Likewise, for Ujjwala consumers, the subsidy would go up from ₹174.86 to ₹312.48 per cylinder.
Does this help the government move to an open pricing regime?
Prior to the latest round of the price increase, the government had raised LPG cylinder prices by ₹62, starting from August 2019. Compare this with the increase of ₹82 that had taken place over five years to mid-2019, indicating a penchant for increasingly lesser subsidy. In the latest round, though, the Centre has sought to absorb much of the increase for those availing subsidies. It looks like the most recent increase has been beyond its control and it is hence raising the subsidy levels to protect consumers, given that the economy is reeling from lack of consumer spending.
- Domestic LPG is heavily subsidized by the Government of India and every cylinder that we use in our kitchen carries a substantial subsidy.

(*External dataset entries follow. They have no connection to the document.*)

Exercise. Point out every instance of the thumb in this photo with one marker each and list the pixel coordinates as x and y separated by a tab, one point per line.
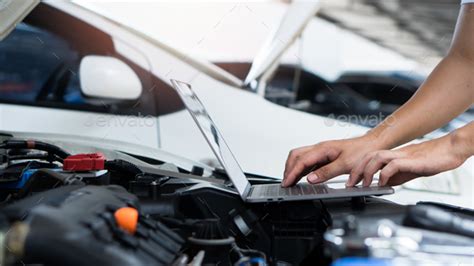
326	172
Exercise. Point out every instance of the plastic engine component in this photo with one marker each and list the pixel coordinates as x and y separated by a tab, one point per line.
84	162
68	223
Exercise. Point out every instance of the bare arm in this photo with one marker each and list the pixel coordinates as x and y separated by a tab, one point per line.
447	92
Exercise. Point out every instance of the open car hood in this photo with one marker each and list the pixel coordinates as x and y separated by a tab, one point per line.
299	13
13	12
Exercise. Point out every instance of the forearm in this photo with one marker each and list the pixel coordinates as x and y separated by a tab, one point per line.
462	140
447	92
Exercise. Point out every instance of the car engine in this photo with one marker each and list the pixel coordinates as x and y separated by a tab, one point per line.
86	209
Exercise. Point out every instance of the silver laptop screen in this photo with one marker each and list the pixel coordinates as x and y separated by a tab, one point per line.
213	136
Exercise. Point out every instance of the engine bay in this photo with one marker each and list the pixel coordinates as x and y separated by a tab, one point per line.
76	209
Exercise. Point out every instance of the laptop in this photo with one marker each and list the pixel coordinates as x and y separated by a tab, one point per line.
261	192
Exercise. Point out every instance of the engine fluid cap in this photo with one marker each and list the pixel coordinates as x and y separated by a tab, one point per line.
127	219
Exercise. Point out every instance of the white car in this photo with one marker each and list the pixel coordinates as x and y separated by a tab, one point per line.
72	70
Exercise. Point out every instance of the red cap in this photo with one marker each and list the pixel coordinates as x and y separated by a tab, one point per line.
127	219
84	162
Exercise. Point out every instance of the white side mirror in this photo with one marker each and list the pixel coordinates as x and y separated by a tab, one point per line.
108	77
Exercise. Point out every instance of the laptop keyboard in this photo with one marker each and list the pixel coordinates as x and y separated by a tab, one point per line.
276	190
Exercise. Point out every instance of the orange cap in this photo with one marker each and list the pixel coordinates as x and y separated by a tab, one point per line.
127	219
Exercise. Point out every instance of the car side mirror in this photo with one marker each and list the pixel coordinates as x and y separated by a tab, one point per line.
109	78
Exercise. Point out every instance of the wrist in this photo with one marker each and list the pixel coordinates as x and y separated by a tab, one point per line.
380	136
462	143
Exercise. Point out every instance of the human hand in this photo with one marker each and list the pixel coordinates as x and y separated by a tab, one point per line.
326	160
404	164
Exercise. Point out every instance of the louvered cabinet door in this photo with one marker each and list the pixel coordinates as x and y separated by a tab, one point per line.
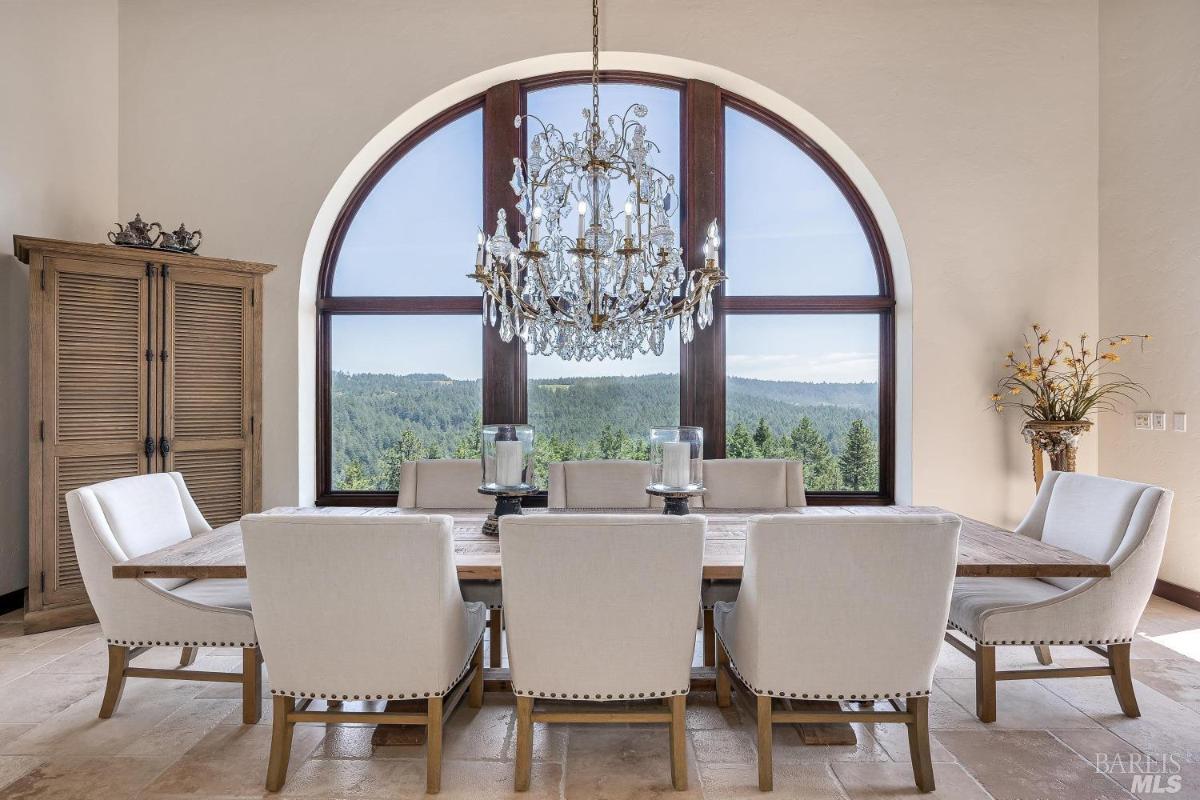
94	384
208	396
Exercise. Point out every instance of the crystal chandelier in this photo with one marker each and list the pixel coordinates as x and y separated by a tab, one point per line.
585	280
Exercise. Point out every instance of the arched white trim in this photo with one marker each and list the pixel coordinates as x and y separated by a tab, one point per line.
870	188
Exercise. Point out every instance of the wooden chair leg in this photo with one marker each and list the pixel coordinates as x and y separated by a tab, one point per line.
475	692
1122	679
766	774
709	638
525	745
678	743
918	743
281	743
251	685
433	747
985	683
496	636
724	684
118	660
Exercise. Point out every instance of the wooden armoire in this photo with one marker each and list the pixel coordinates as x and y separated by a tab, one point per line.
139	361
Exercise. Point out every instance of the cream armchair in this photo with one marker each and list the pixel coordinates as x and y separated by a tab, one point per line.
442	483
383	593
611	483
601	608
1117	522
454	483
840	608
743	483
751	483
115	521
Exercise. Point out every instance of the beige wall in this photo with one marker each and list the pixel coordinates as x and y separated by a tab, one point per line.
58	178
978	119
1150	246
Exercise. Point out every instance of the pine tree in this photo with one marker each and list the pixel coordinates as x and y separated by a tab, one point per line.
762	438
354	479
821	471
741	443
859	459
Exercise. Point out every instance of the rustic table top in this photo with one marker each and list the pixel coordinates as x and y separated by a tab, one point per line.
984	551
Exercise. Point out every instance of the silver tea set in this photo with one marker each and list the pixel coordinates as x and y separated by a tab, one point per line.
141	234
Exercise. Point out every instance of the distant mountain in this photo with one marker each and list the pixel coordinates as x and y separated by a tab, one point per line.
371	410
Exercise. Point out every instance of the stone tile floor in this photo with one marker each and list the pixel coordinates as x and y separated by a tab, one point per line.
179	739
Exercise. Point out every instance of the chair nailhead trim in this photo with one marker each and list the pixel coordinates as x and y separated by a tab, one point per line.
132	643
864	696
1059	642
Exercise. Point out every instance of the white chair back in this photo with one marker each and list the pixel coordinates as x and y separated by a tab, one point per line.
442	483
612	483
123	518
834	606
601	607
753	483
359	607
1103	518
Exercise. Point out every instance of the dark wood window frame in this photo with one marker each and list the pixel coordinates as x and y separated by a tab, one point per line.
702	362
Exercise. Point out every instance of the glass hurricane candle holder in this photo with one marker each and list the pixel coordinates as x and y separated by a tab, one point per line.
676	457
508	458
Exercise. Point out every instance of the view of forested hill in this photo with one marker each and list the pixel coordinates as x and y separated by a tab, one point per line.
379	420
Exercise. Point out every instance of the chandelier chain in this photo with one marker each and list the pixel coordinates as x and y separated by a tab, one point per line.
595	71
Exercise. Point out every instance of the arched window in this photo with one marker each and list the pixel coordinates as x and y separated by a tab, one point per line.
798	364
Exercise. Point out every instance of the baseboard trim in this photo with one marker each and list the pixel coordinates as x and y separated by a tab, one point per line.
1177	594
12	601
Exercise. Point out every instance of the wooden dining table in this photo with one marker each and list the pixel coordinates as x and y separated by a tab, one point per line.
984	551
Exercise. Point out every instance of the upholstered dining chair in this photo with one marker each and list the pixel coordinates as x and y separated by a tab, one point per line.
785	641
454	483
384	595
120	519
601	608
1120	523
735	483
751	483
601	483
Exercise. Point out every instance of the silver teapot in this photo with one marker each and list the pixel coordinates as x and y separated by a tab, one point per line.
136	233
181	240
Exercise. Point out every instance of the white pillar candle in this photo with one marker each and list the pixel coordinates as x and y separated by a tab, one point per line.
676	463
509	463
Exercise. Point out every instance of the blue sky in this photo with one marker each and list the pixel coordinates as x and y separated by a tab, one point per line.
789	230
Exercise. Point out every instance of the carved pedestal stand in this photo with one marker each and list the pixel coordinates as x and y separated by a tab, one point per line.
1059	438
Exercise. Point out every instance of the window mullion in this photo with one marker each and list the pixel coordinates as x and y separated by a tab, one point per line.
504	364
702	360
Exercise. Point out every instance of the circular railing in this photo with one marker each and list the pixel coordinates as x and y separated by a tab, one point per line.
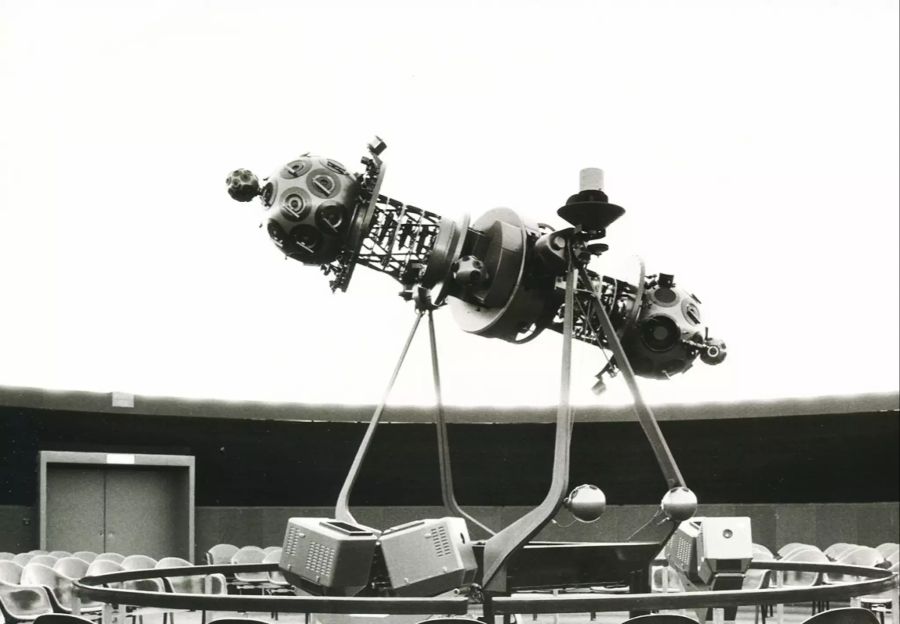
873	581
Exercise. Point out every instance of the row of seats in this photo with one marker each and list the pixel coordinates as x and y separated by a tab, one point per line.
43	584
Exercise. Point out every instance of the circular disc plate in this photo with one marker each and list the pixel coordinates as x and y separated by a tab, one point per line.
477	319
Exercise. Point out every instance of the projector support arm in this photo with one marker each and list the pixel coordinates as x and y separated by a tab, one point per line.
645	415
447	490
342	508
501	546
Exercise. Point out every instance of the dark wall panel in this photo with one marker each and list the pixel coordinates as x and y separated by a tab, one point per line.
249	463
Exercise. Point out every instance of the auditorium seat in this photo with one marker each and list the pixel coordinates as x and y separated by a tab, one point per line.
210	584
23	603
659	618
73	567
144	562
138	562
452	620
890	551
836	550
181	584
98	567
759	579
10	572
859	556
86	555
250	580
791	546
47	560
220	554
58	585
23	558
61	618
276	578
110	556
847	615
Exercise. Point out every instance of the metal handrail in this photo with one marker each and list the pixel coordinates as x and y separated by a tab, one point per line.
877	580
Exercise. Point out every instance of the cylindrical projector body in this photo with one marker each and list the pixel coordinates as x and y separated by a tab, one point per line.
501	275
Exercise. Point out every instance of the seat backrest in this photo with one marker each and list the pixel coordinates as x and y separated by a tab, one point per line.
248	554
273	556
790	546
847	615
173	562
858	555
61	618
10	572
192	584
85	555
24	603
73	567
755	578
47	560
23	558
38	574
110	557
661	618
138	562
807	554
103	566
834	551
275	576
889	550
220	553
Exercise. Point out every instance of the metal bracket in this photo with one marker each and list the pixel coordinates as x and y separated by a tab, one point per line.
447	491
342	507
501	546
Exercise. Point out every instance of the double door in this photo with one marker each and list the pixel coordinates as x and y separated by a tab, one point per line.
90	503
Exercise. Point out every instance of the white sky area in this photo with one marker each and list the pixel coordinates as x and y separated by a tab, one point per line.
753	144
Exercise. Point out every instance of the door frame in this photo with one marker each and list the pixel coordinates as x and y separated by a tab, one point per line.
114	459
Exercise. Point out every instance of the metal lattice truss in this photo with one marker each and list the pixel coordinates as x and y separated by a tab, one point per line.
400	240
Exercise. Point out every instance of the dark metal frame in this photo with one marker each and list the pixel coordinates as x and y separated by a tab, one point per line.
501	546
90	589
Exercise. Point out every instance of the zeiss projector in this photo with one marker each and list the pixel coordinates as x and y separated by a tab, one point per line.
333	558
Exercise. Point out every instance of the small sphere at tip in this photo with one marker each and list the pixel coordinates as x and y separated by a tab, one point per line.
242	185
679	504
586	502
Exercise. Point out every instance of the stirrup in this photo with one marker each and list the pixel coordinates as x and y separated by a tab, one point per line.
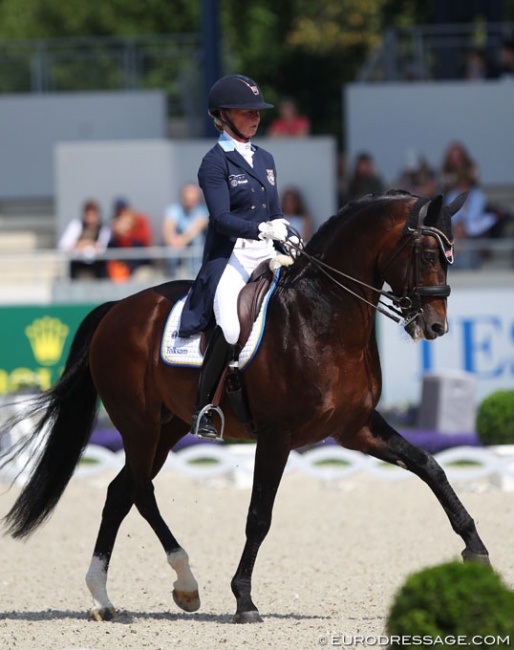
198	419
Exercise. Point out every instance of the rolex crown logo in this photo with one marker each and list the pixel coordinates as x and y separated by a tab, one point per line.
47	337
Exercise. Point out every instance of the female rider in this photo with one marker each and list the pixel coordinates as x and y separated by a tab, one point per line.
238	180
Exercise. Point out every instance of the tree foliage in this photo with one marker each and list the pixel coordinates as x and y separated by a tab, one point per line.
299	48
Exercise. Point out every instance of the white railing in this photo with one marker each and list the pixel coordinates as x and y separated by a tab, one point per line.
50	265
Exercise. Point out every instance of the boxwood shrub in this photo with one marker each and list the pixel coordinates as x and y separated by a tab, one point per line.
455	599
495	418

- This translates to a huge annual subsidy burden on the Government, draining precious resources which otherwise could have been used in developmental activities. Subsidy on domestic LPG instead of being universal needs to meet the needs of the truly needy citizens.
- Fortunately, many able and aware citizens are not in favour of subsidies and would rather pay the full price for the products and, thereby they also make a personal contribution towards nation-building. There is a need to spread this message.
- Accordingly, the Government has launched the ‘#GiveItUp’ campaign which is aimed at motivating LPG users who can afford to pay the market price for LPG to voluntarily surrender their LPG subsidy.
Conclusion: Implications for the broader economy:
At a time when consumer demand, in general, for goods and services in the country has slumped, more cash in the hands of the retail consumer may have helped spur demand. It is ironic that the government has had to raise LPG prices now. This sucks away even more disposable income from those consumers who pay market rates for LPG.
As a result, household budgets are bound to go up, especially for those not availing the subsidy. The increase in LPG price could spur headline inflation even further. As it is, the consumer price index inflation has seen a rise over the past few months.